ROMA, domenica, 6 dicembre 2009 (ZENIT.org).- Che il divorzio sia un problema diffuso è noto a tutti, ma misurarne in modo esatto i contorni non è un compito facile. È quanto emerge da un rapporto pubblicato il mese scorso dal Vanier Institute of the Family, con sede in Ontario (Canada). Si tratta della terza edizione dello studio, dal titolo “Divorce: Facts, Causes and Consequences“.

Nel documento, Anne-Marie Ambert, docente di Sociologia in pensione, prende in considerazione la situazione del Canada e la confronta con quella di altri Paesi. Il modo di dire secondo cui un matrimonio ogni due finisce con il divorzio non è poi così semplice, osserva.

Richiamando un rapporto di Statistics Canada del 2008, la Ambert osserva che la probabilità che le coppie da poco sposate arrivino a divorziare entro il 30° anniversario di matrimonio è del 38% come media nazionale, ma sale al 48,4% se si considera la sola provincia del Québec. Per gli Stati Uniti, invece il dato è del 44%.

Questi dati, tuttavia, contengono qualche sovrapposizione, perché considerano non solo le persone che divorziano per la prima volta, ma anche quelle che pongono fine al secondo o ai successivi matrimoni. Nel 2005, il 16% dei divorzi ha riguardato mariti che avevano già divorziato almeno una volta. Per le donne la percentuale era del 15%.

Questo significa che le coppie che si sposano per la prima volta devono tenere a mente che i tassi di divorzio per loro sono inferiori al 38%, e probabilmente vicini al 33%, secondo la Ambert.

Ulteriori complicazioni emergono quando vengono utilizzati metodi non adeguati di misurazione del divorzio. Talvolta il numero dei divorzi in un anno viene messo in relazione con il numero dei matrimoni celebrati nello stesso periodo. Cosicché, se il numero dei matrimoni diminuisce, come è avvenuto in Canada nell’ultimo decennio, il rapporto tra divorzio e matrimonio risulterà aumentato, anche se il numero dei divorzi rimane invariato.

Un altro approccio fuorviante mette a confronto il tasso di divorzio con quello di matrimonio. In questo senso, se avessimo 2,7 divorzi e 5,4 matrimoni per 1000 persone, allora il tasso di divorzio risulterebbe del 50%. Questo dato non solo è erroneo per lo stesso motivo emerso nel precedente metodo, ma anche perché viene usato per concludere che il 50% di coloro che si sposano finirà per divorziare.

Per la precisione

Il metodo più utilizzato è quello di riferirsi al semplice tasso annuale per ogni 1000 o 100.000 coppie sposate. Nel 2005 questo dato in Canada è stato di 2,2 divorzi per 1000, mentre nel 1990 era di 2,9.

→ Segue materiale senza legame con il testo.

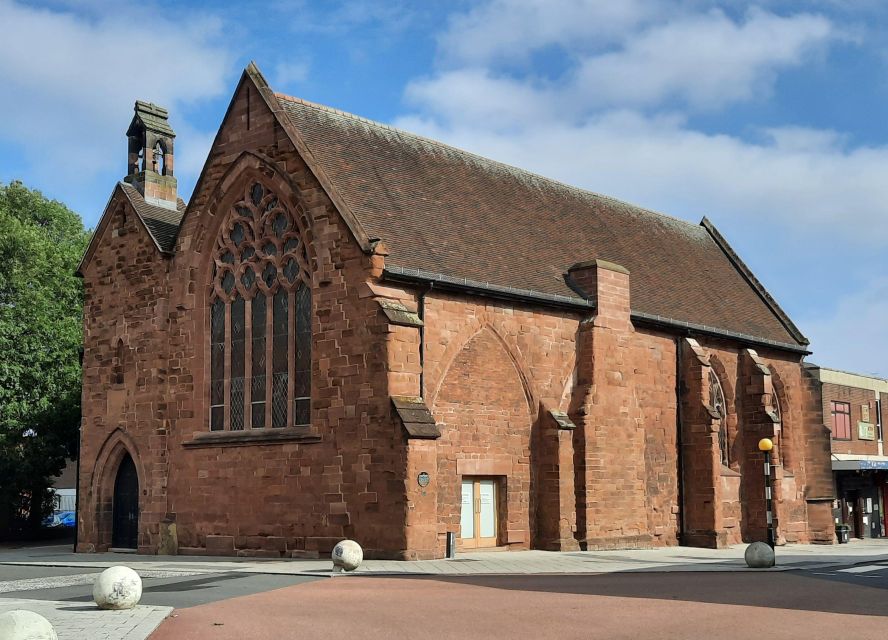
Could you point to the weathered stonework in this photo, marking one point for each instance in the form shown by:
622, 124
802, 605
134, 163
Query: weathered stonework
595, 426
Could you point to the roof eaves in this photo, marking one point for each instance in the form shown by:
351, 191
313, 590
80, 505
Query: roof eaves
443, 281
465, 285
144, 223
754, 282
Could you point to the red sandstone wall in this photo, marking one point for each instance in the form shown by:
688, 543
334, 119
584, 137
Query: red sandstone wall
855, 397
124, 289
259, 499
491, 369
489, 366
297, 496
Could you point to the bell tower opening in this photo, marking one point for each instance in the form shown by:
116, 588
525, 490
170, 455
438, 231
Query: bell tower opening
150, 156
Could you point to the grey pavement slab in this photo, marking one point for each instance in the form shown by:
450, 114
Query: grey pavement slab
477, 563
77, 621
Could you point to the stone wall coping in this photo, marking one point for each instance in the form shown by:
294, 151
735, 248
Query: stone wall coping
252, 436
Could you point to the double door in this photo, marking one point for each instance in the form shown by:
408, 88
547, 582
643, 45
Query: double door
478, 515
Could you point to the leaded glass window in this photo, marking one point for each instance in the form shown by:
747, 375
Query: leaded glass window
717, 402
260, 318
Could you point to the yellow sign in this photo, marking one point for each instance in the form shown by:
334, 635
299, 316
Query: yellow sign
866, 431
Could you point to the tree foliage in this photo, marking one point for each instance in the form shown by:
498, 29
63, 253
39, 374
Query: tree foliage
41, 302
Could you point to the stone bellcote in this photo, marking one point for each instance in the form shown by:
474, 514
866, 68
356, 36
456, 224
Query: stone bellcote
150, 158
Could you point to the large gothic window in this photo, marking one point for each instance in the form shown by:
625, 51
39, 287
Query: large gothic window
717, 402
260, 318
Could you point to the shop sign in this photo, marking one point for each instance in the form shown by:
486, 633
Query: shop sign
866, 431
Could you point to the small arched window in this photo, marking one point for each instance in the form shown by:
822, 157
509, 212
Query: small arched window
717, 402
260, 318
781, 433
159, 161
117, 370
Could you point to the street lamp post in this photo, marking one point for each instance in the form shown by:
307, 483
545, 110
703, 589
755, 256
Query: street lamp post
765, 446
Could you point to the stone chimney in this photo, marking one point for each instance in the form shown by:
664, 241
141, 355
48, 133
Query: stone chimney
607, 285
150, 159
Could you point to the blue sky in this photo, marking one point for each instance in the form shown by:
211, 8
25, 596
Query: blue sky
769, 118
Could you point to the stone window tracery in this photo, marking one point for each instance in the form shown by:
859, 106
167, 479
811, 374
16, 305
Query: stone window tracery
717, 402
260, 318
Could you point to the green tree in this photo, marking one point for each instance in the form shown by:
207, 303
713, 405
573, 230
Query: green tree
41, 302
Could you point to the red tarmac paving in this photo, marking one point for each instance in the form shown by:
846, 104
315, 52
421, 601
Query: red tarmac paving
615, 607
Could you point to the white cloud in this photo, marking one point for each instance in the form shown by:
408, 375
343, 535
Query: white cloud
703, 60
851, 335
291, 72
70, 80
706, 60
645, 159
506, 30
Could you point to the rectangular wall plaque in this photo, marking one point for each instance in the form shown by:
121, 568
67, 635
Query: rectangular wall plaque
866, 431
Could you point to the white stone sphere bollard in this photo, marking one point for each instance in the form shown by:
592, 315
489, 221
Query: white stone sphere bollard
21, 624
117, 588
347, 555
759, 555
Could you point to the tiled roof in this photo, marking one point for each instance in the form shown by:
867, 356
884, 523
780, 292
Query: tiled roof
443, 210
162, 223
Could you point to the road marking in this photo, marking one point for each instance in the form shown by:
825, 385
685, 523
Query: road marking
864, 569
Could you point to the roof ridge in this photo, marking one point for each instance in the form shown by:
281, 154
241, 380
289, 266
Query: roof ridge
485, 159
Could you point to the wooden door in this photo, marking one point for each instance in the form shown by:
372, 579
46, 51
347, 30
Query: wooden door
125, 530
478, 513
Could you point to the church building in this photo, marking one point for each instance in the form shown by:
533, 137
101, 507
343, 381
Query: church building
351, 331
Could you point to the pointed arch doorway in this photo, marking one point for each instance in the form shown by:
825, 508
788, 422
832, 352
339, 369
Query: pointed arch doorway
125, 523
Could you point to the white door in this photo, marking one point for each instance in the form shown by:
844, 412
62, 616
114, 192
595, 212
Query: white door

Secondo la Ambert, il modo più preciso per calcolarlo è quello di utilizzare il tasso di separazione totale. Questo considera le coppie che si sposano in un determinato anno e determina quante di queste finiranno con il divorzio entro il 30° anniversario di matrimonio. Il sistema presenta anche dei limiti, essendo una stima basata sul comportamento del divorzio nel periodo precedente.

Inoltre si rendono i paragoni internazionali più difficili, poiché questi richiedono calcoli e registrazioni molto accurati, cosa a cui pochi Paesi provvedono in modo adeguato.

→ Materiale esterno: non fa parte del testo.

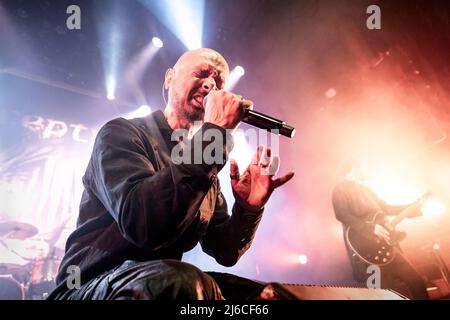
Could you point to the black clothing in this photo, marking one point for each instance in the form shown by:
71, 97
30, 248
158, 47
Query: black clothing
354, 204
139, 205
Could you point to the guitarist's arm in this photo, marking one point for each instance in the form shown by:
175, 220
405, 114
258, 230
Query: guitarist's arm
344, 214
391, 210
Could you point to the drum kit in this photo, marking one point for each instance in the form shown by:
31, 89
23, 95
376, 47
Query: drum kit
28, 262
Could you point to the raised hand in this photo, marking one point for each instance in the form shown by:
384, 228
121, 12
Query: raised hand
254, 187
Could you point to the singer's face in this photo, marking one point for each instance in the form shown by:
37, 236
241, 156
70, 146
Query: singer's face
194, 75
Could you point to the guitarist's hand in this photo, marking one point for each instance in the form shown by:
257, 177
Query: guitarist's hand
381, 233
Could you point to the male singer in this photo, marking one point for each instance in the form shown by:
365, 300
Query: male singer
141, 210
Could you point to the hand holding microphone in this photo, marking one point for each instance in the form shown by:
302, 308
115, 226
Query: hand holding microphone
226, 109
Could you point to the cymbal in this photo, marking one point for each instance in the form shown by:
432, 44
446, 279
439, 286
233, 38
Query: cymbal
17, 230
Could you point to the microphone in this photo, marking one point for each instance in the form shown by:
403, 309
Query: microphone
268, 123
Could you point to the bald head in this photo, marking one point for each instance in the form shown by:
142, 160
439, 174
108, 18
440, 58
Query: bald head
193, 76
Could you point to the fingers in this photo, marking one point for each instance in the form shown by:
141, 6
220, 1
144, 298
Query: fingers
257, 155
282, 180
234, 172
265, 158
274, 166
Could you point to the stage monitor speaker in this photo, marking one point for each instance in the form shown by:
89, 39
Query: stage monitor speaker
278, 291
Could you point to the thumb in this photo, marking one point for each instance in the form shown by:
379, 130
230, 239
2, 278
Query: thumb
234, 172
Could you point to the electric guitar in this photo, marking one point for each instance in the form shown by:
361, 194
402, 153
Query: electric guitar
374, 250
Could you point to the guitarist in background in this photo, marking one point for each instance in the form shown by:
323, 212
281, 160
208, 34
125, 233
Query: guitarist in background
355, 205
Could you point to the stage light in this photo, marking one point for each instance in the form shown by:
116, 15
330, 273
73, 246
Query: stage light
110, 88
240, 71
140, 112
302, 259
433, 207
184, 18
234, 77
157, 42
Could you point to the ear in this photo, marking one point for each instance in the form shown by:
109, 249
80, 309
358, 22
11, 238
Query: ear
168, 78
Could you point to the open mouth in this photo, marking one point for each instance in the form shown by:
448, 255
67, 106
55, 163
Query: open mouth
198, 100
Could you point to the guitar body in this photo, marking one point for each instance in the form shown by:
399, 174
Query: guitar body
370, 248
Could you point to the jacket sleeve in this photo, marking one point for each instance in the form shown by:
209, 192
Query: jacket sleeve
229, 237
344, 213
151, 207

Le linee di tendenza di fondo, peraltro, stanno cambiando. Il divorzio era aumentato notevolmente in Canada dopo che una legge del 1968 ne aveva facilitato l’ottenimento, quintuplicandolo. Successivamente, dopo gli anni Novanta, il tasso di divorzio sia in Canada che negli USA si è ridotto.

Un’altra variabile è l’aumento della convivenza precedente al matrimonio. Sia le coppie che convivono sia i figli di genitori divorziati hanno maggiori probabilità di divorziare a loro volta, e quindi vi è la possibilità che i tassi di divorzio aumentino negli anni futuri.

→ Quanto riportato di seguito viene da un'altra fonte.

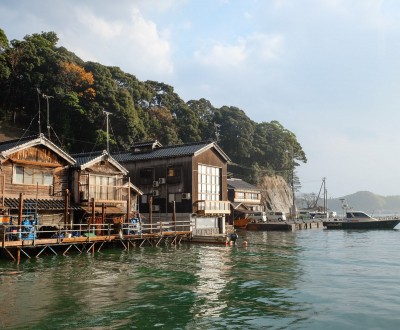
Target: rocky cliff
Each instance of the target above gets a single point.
(276, 194)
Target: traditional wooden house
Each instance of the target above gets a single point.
(186, 181)
(101, 187)
(245, 198)
(34, 179)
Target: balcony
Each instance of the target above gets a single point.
(207, 208)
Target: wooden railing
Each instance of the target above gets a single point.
(26, 232)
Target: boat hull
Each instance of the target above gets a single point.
(379, 224)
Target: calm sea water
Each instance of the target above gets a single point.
(311, 279)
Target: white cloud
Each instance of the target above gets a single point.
(256, 46)
(99, 26)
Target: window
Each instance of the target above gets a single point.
(104, 187)
(208, 183)
(174, 174)
(146, 175)
(33, 176)
(240, 195)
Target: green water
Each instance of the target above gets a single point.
(312, 279)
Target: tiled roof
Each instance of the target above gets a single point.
(241, 185)
(167, 152)
(6, 145)
(42, 204)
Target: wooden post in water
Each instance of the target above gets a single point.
(66, 207)
(20, 210)
(3, 189)
(93, 214)
(151, 213)
(128, 201)
(103, 218)
(174, 215)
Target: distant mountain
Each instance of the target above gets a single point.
(366, 201)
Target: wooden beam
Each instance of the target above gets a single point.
(30, 162)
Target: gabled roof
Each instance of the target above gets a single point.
(237, 205)
(86, 160)
(192, 149)
(48, 204)
(146, 145)
(239, 184)
(134, 188)
(9, 147)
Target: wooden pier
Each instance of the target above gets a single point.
(20, 241)
(284, 225)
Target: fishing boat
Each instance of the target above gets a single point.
(361, 220)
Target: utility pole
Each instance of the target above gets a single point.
(108, 144)
(47, 97)
(38, 90)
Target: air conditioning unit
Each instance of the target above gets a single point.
(186, 196)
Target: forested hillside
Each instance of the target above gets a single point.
(35, 74)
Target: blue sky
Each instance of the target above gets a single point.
(327, 70)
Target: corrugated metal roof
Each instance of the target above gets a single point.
(42, 204)
(85, 157)
(240, 184)
(11, 146)
(164, 152)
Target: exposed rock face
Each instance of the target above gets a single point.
(277, 194)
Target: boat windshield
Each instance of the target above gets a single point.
(357, 215)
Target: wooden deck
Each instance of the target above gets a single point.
(14, 245)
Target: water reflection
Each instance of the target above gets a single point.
(190, 286)
(214, 265)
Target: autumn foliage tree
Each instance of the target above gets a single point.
(75, 78)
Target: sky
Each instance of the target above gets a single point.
(327, 70)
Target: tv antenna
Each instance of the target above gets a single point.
(108, 143)
(47, 97)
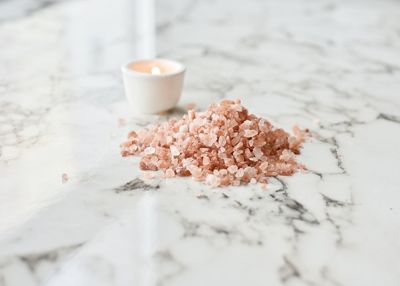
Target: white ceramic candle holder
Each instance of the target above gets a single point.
(153, 86)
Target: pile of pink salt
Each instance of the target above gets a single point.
(225, 145)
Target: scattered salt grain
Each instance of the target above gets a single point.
(225, 145)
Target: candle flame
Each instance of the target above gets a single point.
(155, 70)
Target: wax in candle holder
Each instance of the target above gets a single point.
(153, 86)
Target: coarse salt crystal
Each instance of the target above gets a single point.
(225, 145)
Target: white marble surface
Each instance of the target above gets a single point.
(332, 66)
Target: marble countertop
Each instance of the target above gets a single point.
(331, 66)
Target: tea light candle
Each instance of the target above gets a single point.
(153, 86)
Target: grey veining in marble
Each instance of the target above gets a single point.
(331, 66)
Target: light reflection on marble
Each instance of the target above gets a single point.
(330, 66)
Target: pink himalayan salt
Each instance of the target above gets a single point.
(224, 145)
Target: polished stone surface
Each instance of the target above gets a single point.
(331, 66)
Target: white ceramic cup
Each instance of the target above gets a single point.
(153, 86)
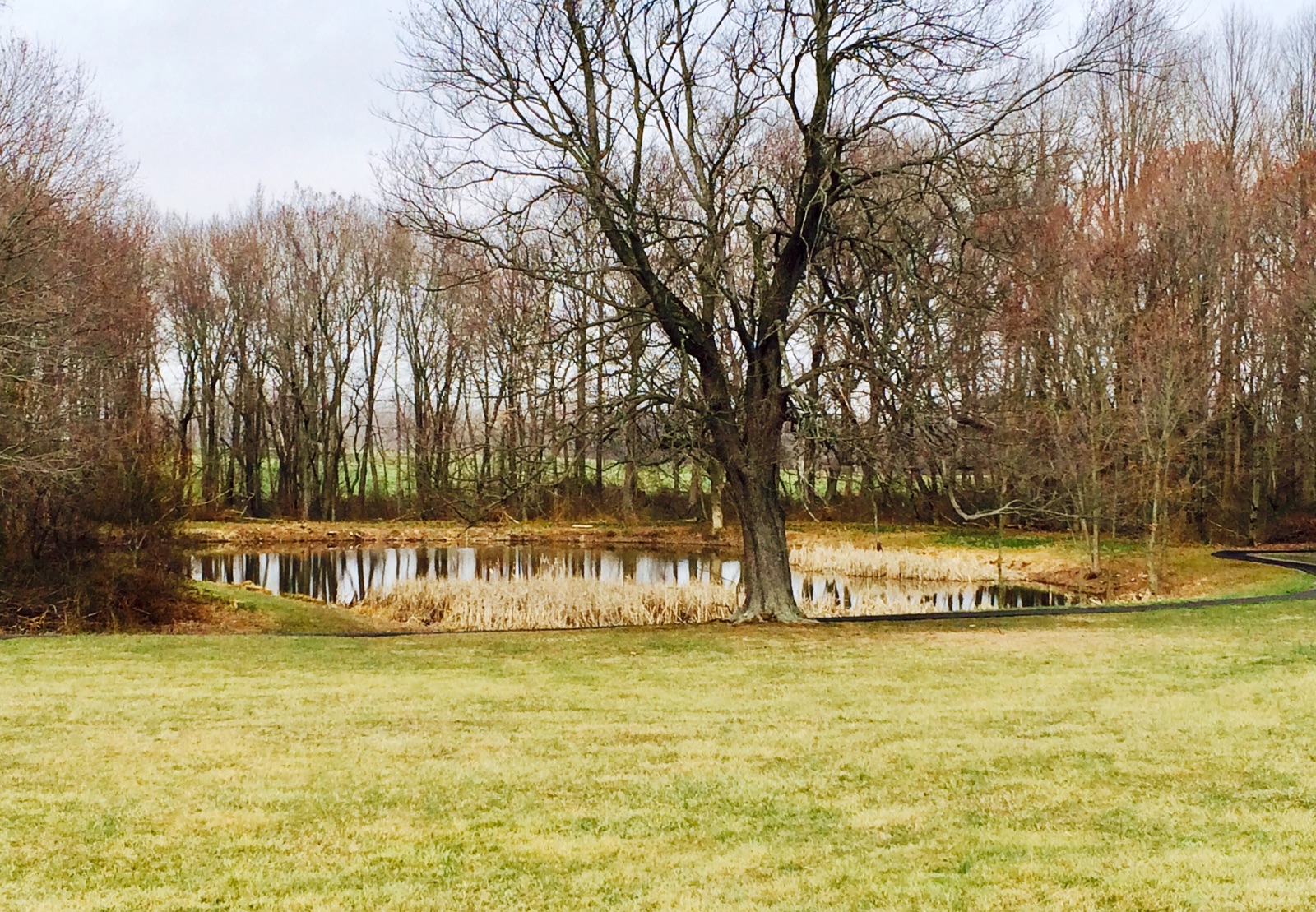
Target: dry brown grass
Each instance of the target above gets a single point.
(940, 565)
(548, 603)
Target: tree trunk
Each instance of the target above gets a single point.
(767, 570)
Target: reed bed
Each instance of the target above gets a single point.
(938, 565)
(548, 603)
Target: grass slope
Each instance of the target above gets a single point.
(1133, 762)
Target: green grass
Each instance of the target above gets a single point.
(986, 539)
(1160, 761)
(289, 615)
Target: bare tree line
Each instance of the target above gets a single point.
(844, 260)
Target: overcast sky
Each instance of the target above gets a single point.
(217, 96)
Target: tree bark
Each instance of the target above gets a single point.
(767, 569)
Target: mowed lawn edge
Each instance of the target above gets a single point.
(1144, 761)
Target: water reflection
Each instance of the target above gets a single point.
(345, 576)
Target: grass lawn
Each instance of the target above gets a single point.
(1162, 761)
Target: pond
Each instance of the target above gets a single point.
(346, 574)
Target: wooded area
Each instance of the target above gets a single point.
(846, 261)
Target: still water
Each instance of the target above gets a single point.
(346, 574)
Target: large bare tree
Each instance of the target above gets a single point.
(711, 142)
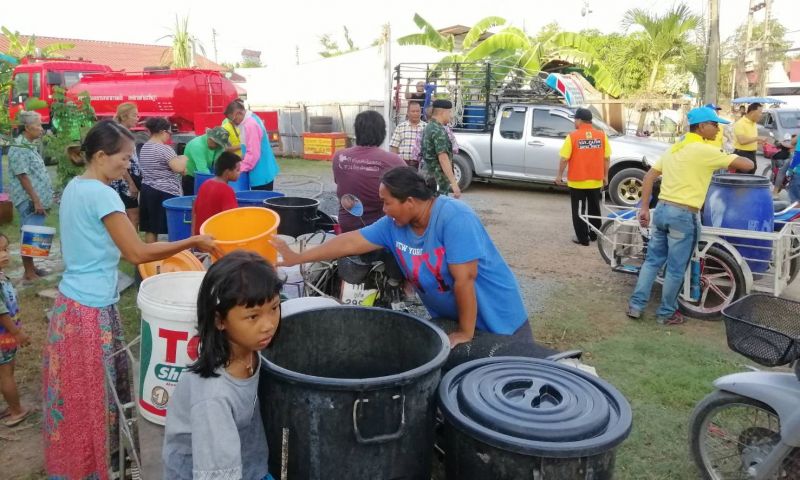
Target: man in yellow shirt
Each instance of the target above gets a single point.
(745, 135)
(687, 169)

In un’altra sezione del rapporto, la Ambert considera i fattori che contribuiscono ai divorzi in Canada. In termini di influenza culturale, sostiene che i tassi di divorzio sono avanzati mentre parallelamente progredivano la secolarizzazione e lo spazio concesso alla scelta individuale.

“Per molti, il matrimonio è diventato una scelta individuale piuttosto che un vincolo davanti a Dio e questo cambiamento ha contribuito a diffonderne una natura più temporanea”, spiega.

Individualismo

Le legislazioni che hanno reso il divorzio più facile da ottenere hanno condotto a una sua normalizzazione, tanto da diventare socialmente accettato e da perdere il suo carattere riprovevole. Anche la tendenza verso l’individualismo e la maggiore importanza data ai diritti a discapito dei doveri ha giocato il suo ruolo, afferma la Ambert.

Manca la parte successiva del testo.